90. “Glory, Glory” singer : ODETTA
Odetta Holmes (or just “Odetta”) was a singer and a human rights activist. She has been cited as an influence by such singers as Harry Belafonte, Bob Dylan, Janis Joplin and Carly Simon.
93. Irish novelist Binchy : MAEVE
Maeve Binchy is a fabulous Irish novelist, and in my day a famous newspaper columnist whose column I would read everyday. A few of her novels have made it to the big screen, including two I would recommend, “Circle of Friends” starring Chris O’ Donnell and Minnie Driver, and “Tara Road” starring Andie MacDowell.
94. W.W. I battle site : YPRES
Ypres is a Belgian city located close to the French border. In WWI is was the scene of three devastating battles resulting in almost a million casualties, including many who suffered in gas attacks.

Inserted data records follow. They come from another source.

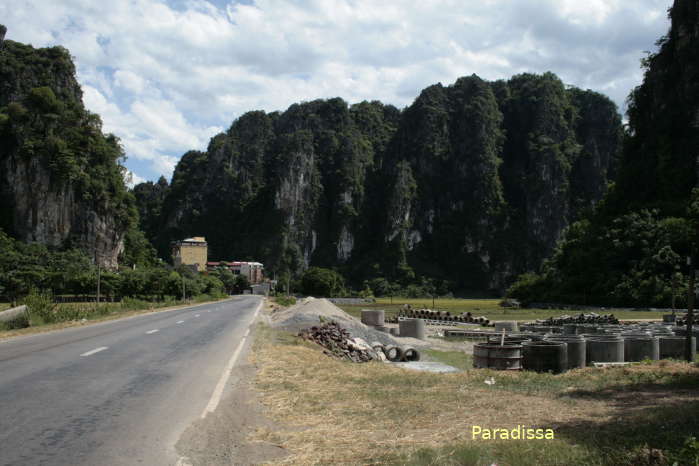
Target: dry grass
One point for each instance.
(346, 413)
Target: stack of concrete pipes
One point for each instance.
(612, 344)
(413, 328)
(444, 316)
(397, 353)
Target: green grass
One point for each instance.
(285, 300)
(44, 313)
(646, 407)
(515, 452)
(489, 308)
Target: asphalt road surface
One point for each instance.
(118, 392)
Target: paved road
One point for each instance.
(119, 392)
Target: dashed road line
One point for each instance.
(96, 350)
(218, 391)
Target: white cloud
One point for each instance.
(166, 77)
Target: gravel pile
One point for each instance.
(310, 312)
(336, 342)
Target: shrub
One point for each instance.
(318, 281)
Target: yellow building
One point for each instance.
(190, 251)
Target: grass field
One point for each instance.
(56, 316)
(489, 308)
(333, 412)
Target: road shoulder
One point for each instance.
(222, 437)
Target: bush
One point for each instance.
(21, 321)
(321, 282)
(41, 307)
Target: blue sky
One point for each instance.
(167, 75)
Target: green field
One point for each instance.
(489, 308)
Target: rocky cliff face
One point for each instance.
(631, 250)
(659, 164)
(60, 181)
(471, 184)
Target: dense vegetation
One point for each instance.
(469, 186)
(632, 249)
(61, 178)
(31, 267)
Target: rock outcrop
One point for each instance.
(60, 179)
(471, 184)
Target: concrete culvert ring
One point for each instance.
(378, 346)
(393, 353)
(410, 354)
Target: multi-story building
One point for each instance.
(252, 270)
(190, 251)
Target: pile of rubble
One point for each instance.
(590, 318)
(339, 343)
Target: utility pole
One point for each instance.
(690, 312)
(99, 276)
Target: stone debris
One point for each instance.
(339, 343)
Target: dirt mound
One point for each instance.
(310, 312)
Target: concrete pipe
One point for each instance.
(673, 347)
(577, 348)
(605, 349)
(377, 346)
(507, 325)
(410, 354)
(412, 328)
(373, 317)
(393, 353)
(637, 348)
(545, 356)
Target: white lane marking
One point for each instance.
(96, 350)
(218, 391)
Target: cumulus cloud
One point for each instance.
(166, 76)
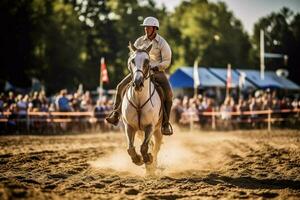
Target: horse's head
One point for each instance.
(139, 67)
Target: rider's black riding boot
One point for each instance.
(114, 116)
(166, 126)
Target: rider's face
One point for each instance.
(149, 30)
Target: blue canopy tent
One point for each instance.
(183, 78)
(221, 73)
(271, 80)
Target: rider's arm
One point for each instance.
(166, 56)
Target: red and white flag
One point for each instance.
(103, 71)
(228, 81)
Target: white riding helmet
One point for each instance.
(150, 21)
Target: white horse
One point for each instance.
(142, 110)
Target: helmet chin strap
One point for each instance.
(152, 33)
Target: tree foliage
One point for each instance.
(281, 30)
(60, 42)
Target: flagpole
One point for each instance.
(228, 81)
(101, 81)
(196, 77)
(262, 55)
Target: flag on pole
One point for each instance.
(242, 80)
(228, 80)
(196, 75)
(104, 74)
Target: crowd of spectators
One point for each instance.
(233, 113)
(16, 109)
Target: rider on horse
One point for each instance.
(160, 59)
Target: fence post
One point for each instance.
(213, 119)
(269, 120)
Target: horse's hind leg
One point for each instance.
(130, 133)
(157, 144)
(147, 157)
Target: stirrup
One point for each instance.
(108, 118)
(171, 128)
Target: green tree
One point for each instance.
(209, 31)
(281, 32)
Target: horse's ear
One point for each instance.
(131, 47)
(149, 48)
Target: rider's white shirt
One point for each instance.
(160, 54)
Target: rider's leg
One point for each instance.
(163, 81)
(113, 118)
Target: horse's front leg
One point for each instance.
(147, 157)
(130, 133)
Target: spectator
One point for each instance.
(62, 102)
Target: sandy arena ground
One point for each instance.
(199, 165)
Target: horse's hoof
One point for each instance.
(148, 159)
(138, 160)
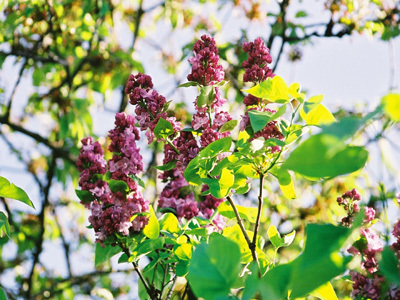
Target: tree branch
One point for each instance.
(243, 229)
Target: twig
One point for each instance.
(149, 289)
(260, 204)
(252, 246)
(42, 214)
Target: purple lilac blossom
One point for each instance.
(206, 69)
(256, 66)
(149, 104)
(113, 212)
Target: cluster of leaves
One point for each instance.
(74, 54)
(234, 263)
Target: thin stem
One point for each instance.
(260, 204)
(173, 146)
(149, 289)
(251, 245)
(169, 295)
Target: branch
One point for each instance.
(246, 236)
(260, 204)
(42, 214)
(150, 290)
(58, 151)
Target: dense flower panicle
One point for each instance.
(206, 69)
(138, 86)
(90, 163)
(347, 200)
(369, 214)
(256, 66)
(114, 212)
(176, 196)
(396, 234)
(149, 104)
(373, 246)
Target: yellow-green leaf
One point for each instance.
(273, 89)
(325, 292)
(391, 105)
(152, 229)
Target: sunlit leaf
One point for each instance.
(9, 190)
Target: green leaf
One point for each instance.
(184, 251)
(163, 129)
(325, 292)
(326, 156)
(234, 233)
(391, 106)
(315, 113)
(197, 170)
(9, 190)
(169, 223)
(285, 182)
(246, 213)
(4, 226)
(221, 187)
(215, 148)
(84, 196)
(168, 166)
(3, 295)
(389, 266)
(193, 173)
(228, 126)
(214, 268)
(118, 186)
(273, 286)
(273, 89)
(259, 119)
(102, 255)
(190, 83)
(274, 236)
(152, 229)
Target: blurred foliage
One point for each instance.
(72, 58)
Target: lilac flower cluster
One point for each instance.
(256, 66)
(150, 105)
(206, 69)
(91, 163)
(348, 202)
(396, 234)
(368, 284)
(208, 120)
(118, 211)
(270, 130)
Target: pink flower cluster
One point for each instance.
(348, 202)
(369, 284)
(256, 66)
(270, 130)
(150, 105)
(90, 163)
(206, 69)
(396, 234)
(117, 211)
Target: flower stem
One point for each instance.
(251, 245)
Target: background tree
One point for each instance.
(64, 68)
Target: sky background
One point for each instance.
(352, 72)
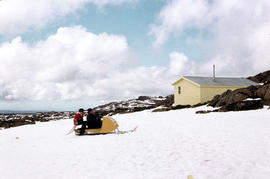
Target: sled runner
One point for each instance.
(109, 125)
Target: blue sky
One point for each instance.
(61, 55)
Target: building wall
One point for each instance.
(190, 93)
(208, 92)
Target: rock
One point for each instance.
(242, 105)
(143, 98)
(261, 77)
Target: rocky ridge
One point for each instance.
(12, 120)
(250, 98)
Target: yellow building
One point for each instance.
(190, 90)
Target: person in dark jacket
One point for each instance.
(93, 121)
(78, 120)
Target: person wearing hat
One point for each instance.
(93, 121)
(78, 119)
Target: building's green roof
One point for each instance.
(220, 81)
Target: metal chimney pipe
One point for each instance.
(214, 72)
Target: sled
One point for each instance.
(109, 125)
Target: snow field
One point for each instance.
(174, 144)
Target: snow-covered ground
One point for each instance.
(174, 144)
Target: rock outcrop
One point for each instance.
(250, 98)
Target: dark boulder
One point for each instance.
(261, 77)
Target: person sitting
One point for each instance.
(93, 121)
(78, 120)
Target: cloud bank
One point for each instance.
(17, 17)
(75, 64)
(235, 35)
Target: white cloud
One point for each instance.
(238, 32)
(17, 16)
(74, 64)
(61, 67)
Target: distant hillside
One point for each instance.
(261, 77)
(134, 105)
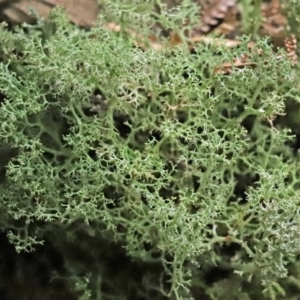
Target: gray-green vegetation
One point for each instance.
(108, 146)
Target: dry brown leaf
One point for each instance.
(80, 12)
(212, 11)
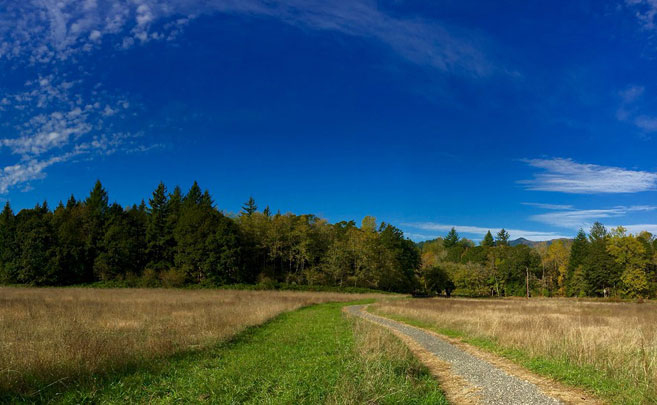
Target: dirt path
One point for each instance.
(469, 377)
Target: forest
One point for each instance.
(177, 239)
(601, 264)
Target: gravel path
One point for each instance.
(494, 386)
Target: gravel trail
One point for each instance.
(493, 385)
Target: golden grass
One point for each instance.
(60, 334)
(618, 339)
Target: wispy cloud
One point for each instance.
(52, 123)
(645, 12)
(47, 30)
(481, 231)
(28, 170)
(629, 110)
(575, 219)
(568, 176)
(549, 206)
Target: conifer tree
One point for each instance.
(159, 234)
(502, 238)
(7, 245)
(452, 239)
(249, 207)
(488, 240)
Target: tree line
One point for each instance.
(178, 239)
(181, 238)
(601, 263)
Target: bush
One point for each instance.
(173, 278)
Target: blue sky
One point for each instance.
(533, 116)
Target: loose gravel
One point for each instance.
(494, 386)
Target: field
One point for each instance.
(608, 348)
(60, 337)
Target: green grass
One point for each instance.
(307, 356)
(589, 378)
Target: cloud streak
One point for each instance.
(575, 219)
(568, 176)
(48, 30)
(481, 231)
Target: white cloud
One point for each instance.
(26, 171)
(568, 176)
(549, 206)
(45, 30)
(638, 228)
(645, 11)
(575, 219)
(70, 127)
(646, 123)
(481, 231)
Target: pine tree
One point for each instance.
(502, 238)
(159, 234)
(452, 239)
(578, 255)
(7, 245)
(488, 240)
(249, 207)
(96, 207)
(602, 273)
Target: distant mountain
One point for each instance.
(531, 243)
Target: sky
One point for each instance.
(539, 117)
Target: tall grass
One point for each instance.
(615, 340)
(64, 335)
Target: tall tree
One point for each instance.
(578, 254)
(8, 248)
(488, 240)
(159, 232)
(452, 239)
(95, 207)
(249, 207)
(601, 271)
(630, 254)
(502, 238)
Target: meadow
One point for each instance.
(62, 337)
(608, 348)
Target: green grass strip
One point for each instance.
(613, 390)
(301, 357)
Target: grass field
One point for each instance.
(68, 336)
(607, 348)
(314, 355)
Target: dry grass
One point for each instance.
(617, 339)
(50, 335)
(390, 372)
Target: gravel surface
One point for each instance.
(494, 385)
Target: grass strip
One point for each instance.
(309, 356)
(589, 378)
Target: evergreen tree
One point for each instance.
(35, 242)
(452, 239)
(159, 233)
(578, 255)
(8, 249)
(96, 207)
(249, 208)
(70, 252)
(601, 271)
(488, 240)
(502, 238)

98. One thrown from a horse : RIATA
A riata is another name for a lariat or a lasso. So, it’s a rope with a noose on the end that can be thrown from a horse, to catch some animal usually. It comes from the Spanish word for lasso, “reata”.
100. Singer of sewing machine fame : ISAAC
Isaac Singer was not only an inventor, but also an actor. For much of his life, profits made from his inventions supported him while he pursued his acting career. Singer didn’t actually invent the sewing machine, and never claimed to have done so. What he did do though, was invent a version of the machine that was practical and easily used in the home.
105. Grunts : GIS
The initials G.I. stand for “Government Issue” and not “General Infantry” as is often believed. G.I. was first used in the military to denote equipment made from Galvanized Iron. During WWII, incoming German shells were nicknamed “GI cans”. Soon after, the term GI came to be associated with “Government Issue” and became an adjective to describe anything associated with the Army.
106. Mann’s “Der ___ in Venedig” : TOD
Thomas Mann was a German novelist, whose most famous work is probably his novella “Death in Venice“, originally published in German in 1912 as “Der Tod in Venedig”. The story was famously adapted for the big screen in 1971, starring Dirk Bogarde.
109. Big band member, for short : SAX
11 SAX: The saxophone was invented by Belgian,Adolphe Sax. Strangely, he developed lip cancer at one point in his life, but recovered. I had the privilege of visiting his grave in the Cemetery of Montmartre in Paris a few years ago.